I am grateful for your wise counsel. Here attached as Dice Metric, could you help again:

 class DiceAverage(object):
    """Computes and stores the average and current value for calculate average loss"""

    def __init__(self, class_num):
        self.class_num = class_num
        self.reset()

    def reset(self):
        self.value = np.asarray([0] * self.class_num, dtype='float64')
        self.avg = np.asarray([0] * self.class_num, dtype='float64')
        self.sum = np.asarray([0] * self.class_num, dtype='float64')
        self.count = 0

    def update(self, logits, targets):
        self.value = DiceAverage.get_dices(logits, targets)
        self.sum += self.value
        self.count += 1
        self.avg = np.around(self.sum / self.count, 4)

    @staticmethod
    def get_dices(logits, targets):
        dices = []
        for class_index in range(targets.size()[1]):
            inter = torch.sum(logits[:, class_index, :, :, :] * targets[:, class_index, :, :, :])
            union = torch.sum(logits[:, class_index, :, :, :]) + torch.sum(targets[:, class_index, :, :, :])
            dice = (2. * inter + 1) / (union + 1)
            dices.append(dice.item())
        return np.asarray(dices)

Xiao_Bin · June 7, 2023, 12:19pm

Hi, Dear Johnson,
Is there any question of our attached DiceAverage procedure?
In addition, I found the 3d ResU-net unable to efficiently converge when confronted to a little complex image dataset, where the learning rate was taken 1e-3 and decay rate a half of previous value after per ten epochs, whether the decay rate dropped too quick or not? In this case of after 200 epochs, the network loss seems to be unchanged and dice index almost in the same manner (even got increased on the margin). In the following, surprisingly like this:
epoch|Train_Loss|Train_dice|Val_Loss|Val_dice
…
|104|0.1226|0.9366|0.1608|0.6973|
|105|0.1291|0.9319|0.1551|0.6932|
|106|0.1493|0.9161|0.2468|0.5597|
|107|4.3836|0.1521|0.5095|0|
|108|8.5307|0.0033|0.5094|0|
|109|8.7633|0.0008|0.5094|0|
|110|8.7956|0.0005|0.5094|0|
…
What’s the cause that incurred this result? Should I reset initial learning rate, or as a alternative to use different optimization method such as ADMM? Could you give suggestions? Thanks.

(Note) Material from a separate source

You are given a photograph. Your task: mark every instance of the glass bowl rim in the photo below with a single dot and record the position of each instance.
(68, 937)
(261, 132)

J_Johnson · June 7, 2023, 1:05pm

That appears to be that the learning rate is a bit high for the recent update. Have you tried a lower learning rate? You may also need to include a constant multiplier in your train function to make the Tversky loss and bce loss more balanced. Or try adjusting the smooth parameter in your Tversky loss. I’ve also seen the 0.3 and 0.7 in your Tversky loss function adjusted in other implementations as a hyperparameter. In such a case, they are replaced with alpha and (1-alpha) respectively.

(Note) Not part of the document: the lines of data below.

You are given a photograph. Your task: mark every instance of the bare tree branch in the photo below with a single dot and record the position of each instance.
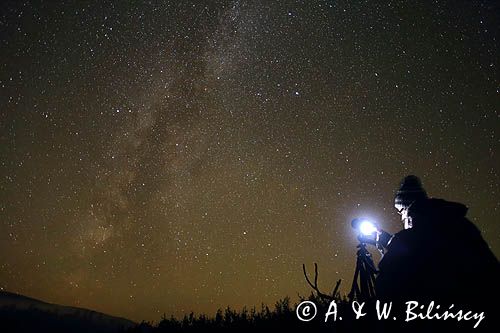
(315, 285)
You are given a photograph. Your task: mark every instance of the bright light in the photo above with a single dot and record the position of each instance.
(367, 228)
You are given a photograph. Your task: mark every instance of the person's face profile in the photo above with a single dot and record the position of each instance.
(405, 218)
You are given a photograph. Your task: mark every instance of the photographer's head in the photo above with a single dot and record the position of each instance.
(410, 190)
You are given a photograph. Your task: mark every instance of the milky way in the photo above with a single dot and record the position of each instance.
(190, 155)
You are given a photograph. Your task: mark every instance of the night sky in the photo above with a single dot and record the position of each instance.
(163, 157)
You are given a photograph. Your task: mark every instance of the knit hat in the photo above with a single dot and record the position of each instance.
(409, 191)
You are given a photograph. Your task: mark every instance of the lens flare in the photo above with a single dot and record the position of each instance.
(367, 228)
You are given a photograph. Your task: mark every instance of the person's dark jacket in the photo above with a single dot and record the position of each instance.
(443, 257)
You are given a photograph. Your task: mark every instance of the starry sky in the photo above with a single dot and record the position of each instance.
(168, 156)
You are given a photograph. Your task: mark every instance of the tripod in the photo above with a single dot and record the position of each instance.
(363, 290)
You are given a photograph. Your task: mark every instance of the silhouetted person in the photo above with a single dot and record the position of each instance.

As for 3D UNets used in segmentation, that’s not something I’ve worked on before. So, aside from pointing out obvious issues, I’m afraid I wouldn’t be of much help without downloading the dataset and working on it myself.

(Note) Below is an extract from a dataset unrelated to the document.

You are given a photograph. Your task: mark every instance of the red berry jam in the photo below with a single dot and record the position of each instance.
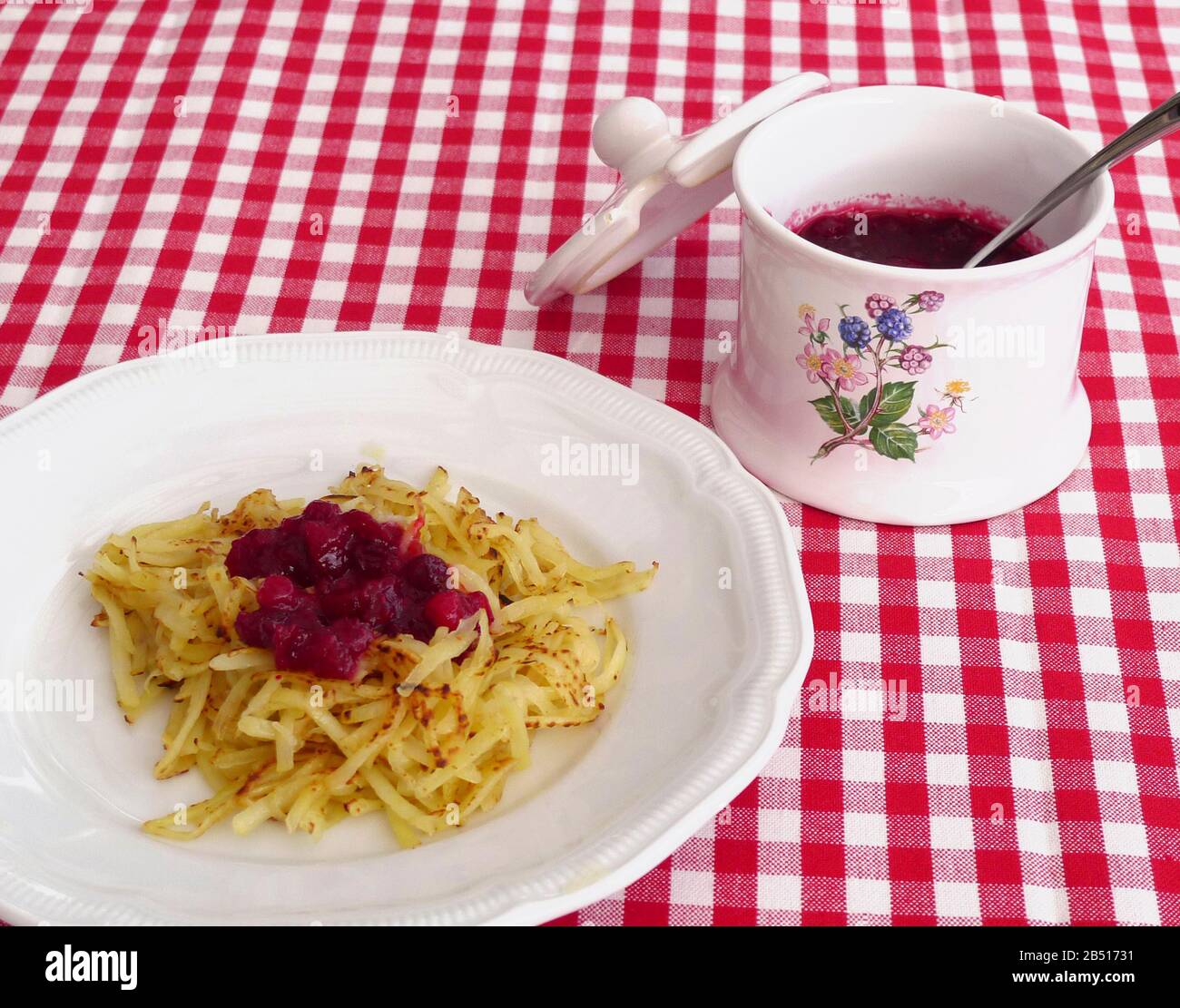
(904, 237)
(334, 582)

Your best bet would be to contact the repo creator and make an issue on his page to share the problem you’re having or try to reach him in the comments on his website for the project.

Alternatively, you could look at other similar 3d UNet segmentation implementations like: GitHub - wolny/pytorch-3dunet: 3D U-Net model for volumetric semantic segmentation written in pytorch

Xiao_Bin · June 7, 2023, 3:12pm

Thank you for your sincere words and always enthusiasm. I tried again.